愛国の汚染は、米国のみにとどまらない。「セルフ3連任」を達成して事実上独裁者となった習近平国家主席が最も好んで使う単語の一つが「愛国」だ。中国指導部は、内部の結束のために米国・日本・欧州などを敵と設定し、赤裸々な「被害の歴史」を教えているが、これを「愛国教育」と呼ぶ。ウクライナとの戦争が長期化して国民の懐疑が大きくなっているロシアは最近、「ウクライナはもともとロシアの地」という教育を全ての教室に導入するよう強制している。国際法を無視した勝手な歪曲(わいきょく)を、プーチン大統領は「愛国教育」と呼ぶ。ガーディアン紙は「愛国は隠しごとが多い政権の最後の逃げ場」とつづった。
韓国はどうか。右派と左派、どちらも愛国を好き放題に持ち出している。極端かつ過激な発言を繰り返す極右系列のある牧師は「愛国保守」を掲げる。公演シリーズの名称が「愛国公演」だ。他方で左派は、盲目的反日を愛国に設定した。(韓米日合同訓練で)「自衛隊の軍靴が再び韓半島を汚しかねない」「第2の桂・タフト協定は生まれないという法がどこにあるか」といった李在明(イ・ジェミョン)民主党代表の最近の発言が好例だ。李代表の強硬な支持層「ケッタル」が集まっているオンラインコミュニティーでは、気に入らない政治家に文字爆弾を送り付けたり、反尹錫悦(ユン・ソンニョル)政権の政治集会に参加したりすることを「愛国しに行く」という言葉で表現する。民主党内部から自制を求める声が出るほどに過激な行動を取りながら、自分ではこれを愛国だと信じているらしい。

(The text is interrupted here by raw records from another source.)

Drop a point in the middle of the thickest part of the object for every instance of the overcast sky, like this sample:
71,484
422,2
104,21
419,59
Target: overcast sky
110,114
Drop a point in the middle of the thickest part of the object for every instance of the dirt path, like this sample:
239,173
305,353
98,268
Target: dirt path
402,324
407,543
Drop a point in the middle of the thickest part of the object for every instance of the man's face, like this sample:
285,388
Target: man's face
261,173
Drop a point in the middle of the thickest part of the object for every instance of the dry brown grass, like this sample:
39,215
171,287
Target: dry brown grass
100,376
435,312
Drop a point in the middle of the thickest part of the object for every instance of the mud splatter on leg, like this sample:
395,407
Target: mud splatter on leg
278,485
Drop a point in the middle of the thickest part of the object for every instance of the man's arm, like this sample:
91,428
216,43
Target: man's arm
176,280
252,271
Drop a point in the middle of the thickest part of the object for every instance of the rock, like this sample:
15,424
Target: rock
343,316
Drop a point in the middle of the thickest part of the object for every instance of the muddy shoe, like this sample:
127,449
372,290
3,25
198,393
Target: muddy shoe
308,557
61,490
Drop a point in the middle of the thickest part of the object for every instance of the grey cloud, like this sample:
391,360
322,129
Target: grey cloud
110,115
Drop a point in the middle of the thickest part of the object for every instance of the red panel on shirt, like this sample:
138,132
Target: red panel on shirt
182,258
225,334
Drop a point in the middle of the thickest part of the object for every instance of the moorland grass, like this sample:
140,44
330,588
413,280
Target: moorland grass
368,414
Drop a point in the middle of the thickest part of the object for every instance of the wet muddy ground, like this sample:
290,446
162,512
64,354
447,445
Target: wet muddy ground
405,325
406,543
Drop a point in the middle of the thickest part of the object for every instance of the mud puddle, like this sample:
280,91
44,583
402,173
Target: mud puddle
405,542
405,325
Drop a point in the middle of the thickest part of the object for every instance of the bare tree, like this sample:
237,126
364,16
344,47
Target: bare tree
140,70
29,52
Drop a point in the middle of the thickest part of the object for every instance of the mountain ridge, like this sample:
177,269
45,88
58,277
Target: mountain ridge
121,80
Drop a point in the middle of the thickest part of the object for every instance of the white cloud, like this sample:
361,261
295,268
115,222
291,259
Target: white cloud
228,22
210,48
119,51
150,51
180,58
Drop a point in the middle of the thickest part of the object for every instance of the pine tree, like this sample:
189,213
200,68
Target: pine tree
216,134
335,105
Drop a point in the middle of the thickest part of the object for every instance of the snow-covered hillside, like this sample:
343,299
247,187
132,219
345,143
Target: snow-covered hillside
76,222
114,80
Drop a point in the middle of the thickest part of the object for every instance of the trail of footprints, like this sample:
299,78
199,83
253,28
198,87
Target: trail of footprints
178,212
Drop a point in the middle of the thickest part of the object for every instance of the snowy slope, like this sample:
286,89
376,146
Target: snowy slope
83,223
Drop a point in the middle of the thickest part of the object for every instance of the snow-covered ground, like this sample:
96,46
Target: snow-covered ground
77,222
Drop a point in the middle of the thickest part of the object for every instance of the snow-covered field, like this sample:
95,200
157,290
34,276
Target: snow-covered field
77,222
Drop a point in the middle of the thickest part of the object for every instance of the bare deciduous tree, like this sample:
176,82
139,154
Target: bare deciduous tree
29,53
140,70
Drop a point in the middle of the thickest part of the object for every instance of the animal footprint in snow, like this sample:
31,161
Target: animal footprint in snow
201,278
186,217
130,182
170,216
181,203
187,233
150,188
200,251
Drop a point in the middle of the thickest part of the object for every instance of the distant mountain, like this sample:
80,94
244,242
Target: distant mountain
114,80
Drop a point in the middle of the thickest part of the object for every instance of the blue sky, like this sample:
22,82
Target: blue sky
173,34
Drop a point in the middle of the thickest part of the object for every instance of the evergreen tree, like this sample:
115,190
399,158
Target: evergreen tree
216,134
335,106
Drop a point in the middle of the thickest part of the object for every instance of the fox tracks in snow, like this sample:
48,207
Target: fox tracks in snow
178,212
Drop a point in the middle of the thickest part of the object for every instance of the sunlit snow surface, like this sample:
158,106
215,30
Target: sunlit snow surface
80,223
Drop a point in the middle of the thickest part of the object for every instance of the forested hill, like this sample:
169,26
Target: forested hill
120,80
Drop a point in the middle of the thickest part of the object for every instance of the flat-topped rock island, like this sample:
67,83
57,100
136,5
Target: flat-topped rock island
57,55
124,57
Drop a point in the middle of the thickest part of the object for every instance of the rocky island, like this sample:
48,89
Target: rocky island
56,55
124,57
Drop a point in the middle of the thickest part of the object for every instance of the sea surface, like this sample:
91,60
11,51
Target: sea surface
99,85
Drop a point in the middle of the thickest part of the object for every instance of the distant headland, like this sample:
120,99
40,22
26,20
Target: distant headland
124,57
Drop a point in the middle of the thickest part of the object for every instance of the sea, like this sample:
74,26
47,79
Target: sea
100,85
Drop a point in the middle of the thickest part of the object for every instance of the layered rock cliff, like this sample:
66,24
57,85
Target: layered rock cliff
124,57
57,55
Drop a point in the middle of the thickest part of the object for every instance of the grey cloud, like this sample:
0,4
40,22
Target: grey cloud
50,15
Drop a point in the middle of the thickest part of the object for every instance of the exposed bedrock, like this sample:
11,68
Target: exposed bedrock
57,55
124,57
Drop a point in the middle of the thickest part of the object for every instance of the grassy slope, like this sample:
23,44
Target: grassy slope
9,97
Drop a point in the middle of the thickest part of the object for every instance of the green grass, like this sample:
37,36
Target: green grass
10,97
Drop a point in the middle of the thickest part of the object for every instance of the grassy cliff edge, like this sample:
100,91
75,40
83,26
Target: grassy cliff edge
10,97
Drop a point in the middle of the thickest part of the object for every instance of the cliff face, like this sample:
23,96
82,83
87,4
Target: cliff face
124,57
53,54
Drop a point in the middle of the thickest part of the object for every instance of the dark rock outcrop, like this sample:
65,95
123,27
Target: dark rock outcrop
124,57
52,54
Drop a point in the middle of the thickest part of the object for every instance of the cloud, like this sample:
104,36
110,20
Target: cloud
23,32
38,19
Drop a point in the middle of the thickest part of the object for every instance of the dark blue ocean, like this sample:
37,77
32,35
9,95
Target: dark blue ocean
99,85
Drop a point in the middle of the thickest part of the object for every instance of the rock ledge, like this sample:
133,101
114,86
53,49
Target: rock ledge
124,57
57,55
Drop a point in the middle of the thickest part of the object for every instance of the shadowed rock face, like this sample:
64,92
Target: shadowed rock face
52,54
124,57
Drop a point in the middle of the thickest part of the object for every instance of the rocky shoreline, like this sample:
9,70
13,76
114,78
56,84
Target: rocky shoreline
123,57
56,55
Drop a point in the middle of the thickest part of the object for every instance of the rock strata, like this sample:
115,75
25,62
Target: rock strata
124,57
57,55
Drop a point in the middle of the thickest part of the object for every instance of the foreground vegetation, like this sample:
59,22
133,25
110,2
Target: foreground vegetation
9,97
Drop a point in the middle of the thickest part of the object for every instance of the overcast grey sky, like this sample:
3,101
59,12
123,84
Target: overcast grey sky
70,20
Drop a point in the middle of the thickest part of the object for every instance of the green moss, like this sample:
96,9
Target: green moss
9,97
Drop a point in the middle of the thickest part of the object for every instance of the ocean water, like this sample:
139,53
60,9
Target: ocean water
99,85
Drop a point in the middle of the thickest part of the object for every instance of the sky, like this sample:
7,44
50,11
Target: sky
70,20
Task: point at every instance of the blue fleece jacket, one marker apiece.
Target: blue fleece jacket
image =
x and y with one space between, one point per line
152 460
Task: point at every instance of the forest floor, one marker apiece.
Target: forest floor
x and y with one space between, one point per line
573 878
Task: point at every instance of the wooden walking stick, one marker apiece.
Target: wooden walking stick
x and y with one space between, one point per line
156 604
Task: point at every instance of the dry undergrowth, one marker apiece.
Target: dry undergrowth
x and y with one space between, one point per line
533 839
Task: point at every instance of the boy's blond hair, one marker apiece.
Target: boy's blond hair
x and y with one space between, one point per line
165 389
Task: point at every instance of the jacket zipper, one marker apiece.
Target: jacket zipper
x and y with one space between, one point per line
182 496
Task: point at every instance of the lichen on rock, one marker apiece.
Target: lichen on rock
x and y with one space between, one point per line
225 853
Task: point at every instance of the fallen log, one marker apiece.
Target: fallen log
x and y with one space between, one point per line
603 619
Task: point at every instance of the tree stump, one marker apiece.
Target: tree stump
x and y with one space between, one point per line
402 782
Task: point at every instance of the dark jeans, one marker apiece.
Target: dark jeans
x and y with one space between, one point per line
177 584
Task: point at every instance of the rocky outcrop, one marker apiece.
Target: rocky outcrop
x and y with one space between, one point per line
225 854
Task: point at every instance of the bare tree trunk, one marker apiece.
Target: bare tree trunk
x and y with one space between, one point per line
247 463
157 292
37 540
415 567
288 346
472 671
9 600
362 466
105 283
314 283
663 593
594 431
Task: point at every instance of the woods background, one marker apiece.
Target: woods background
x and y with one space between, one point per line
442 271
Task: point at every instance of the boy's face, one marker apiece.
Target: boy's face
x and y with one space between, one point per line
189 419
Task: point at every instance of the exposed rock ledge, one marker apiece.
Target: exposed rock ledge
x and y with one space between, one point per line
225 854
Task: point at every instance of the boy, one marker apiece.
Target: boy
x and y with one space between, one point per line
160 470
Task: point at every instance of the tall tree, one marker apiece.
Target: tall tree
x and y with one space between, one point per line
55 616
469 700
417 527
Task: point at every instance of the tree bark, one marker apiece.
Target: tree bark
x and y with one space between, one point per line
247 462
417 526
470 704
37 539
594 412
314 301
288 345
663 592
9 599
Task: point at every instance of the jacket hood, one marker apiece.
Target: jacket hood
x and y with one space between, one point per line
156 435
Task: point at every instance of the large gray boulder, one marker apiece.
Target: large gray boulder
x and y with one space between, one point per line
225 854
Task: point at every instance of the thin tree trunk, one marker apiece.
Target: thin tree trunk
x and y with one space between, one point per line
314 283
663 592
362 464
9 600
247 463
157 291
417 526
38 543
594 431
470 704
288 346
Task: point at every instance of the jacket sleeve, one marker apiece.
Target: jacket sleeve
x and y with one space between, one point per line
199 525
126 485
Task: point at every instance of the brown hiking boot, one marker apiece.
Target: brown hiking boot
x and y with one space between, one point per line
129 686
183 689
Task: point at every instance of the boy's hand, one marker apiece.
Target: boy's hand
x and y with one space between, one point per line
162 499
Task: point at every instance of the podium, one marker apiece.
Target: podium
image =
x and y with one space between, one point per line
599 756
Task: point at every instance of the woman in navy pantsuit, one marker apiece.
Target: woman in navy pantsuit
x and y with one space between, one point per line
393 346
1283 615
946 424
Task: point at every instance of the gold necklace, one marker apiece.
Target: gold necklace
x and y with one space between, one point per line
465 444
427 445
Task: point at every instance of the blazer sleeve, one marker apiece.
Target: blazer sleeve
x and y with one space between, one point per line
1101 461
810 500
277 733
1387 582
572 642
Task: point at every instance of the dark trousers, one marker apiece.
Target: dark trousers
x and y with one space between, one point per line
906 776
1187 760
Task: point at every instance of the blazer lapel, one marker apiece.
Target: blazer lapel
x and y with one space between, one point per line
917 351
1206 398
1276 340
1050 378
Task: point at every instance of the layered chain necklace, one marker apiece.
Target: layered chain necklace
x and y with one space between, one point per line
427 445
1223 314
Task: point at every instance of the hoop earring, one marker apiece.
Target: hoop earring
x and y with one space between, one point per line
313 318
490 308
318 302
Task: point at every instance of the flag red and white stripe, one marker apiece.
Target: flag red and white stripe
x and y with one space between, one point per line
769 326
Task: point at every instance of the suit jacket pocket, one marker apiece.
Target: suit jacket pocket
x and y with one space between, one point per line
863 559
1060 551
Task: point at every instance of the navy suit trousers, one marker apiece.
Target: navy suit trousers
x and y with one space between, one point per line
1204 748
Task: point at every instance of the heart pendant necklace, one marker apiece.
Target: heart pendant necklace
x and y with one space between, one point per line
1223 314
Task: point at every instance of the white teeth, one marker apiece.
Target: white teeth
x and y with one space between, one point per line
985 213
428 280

2017年に民主主義の衰退を懸念する著書『暴政―20世紀の歴史に学ぶ20のレッスン』を出版したティモシー・スナイダー・イェール大学教授は少し前、関連のユーチューブ動画を作ってアップロードした。著書で懸念していたことが、ここ数年の間にほとんど現実になったとして、今の状況に合う提案をしようとカメラの前に立ったという。「愛国者〈ペイトリオット〉たれ」というタイトルの第19章について、彼は「国家主義と愛国主義を区別しなければならない」と説明を始めた。「国家主義は、どんなことがあろうとも自分の属する国や集団を盲目的に支持する。逆に愛国主義は、国家の価値を設定し、その価値を達成するために自分が何をすべきか考える。国家主義が現在に安住するものだとすると、愛国主義は未来を志向する」。愛国主義は国家主義より高貴かつ素晴らしい価値であるべき、という意味だ。「君もやはり愛国するのか」という質問が侮辱に聞こえるならば、その社会はどこか病んでいるという意味ではないだろうか。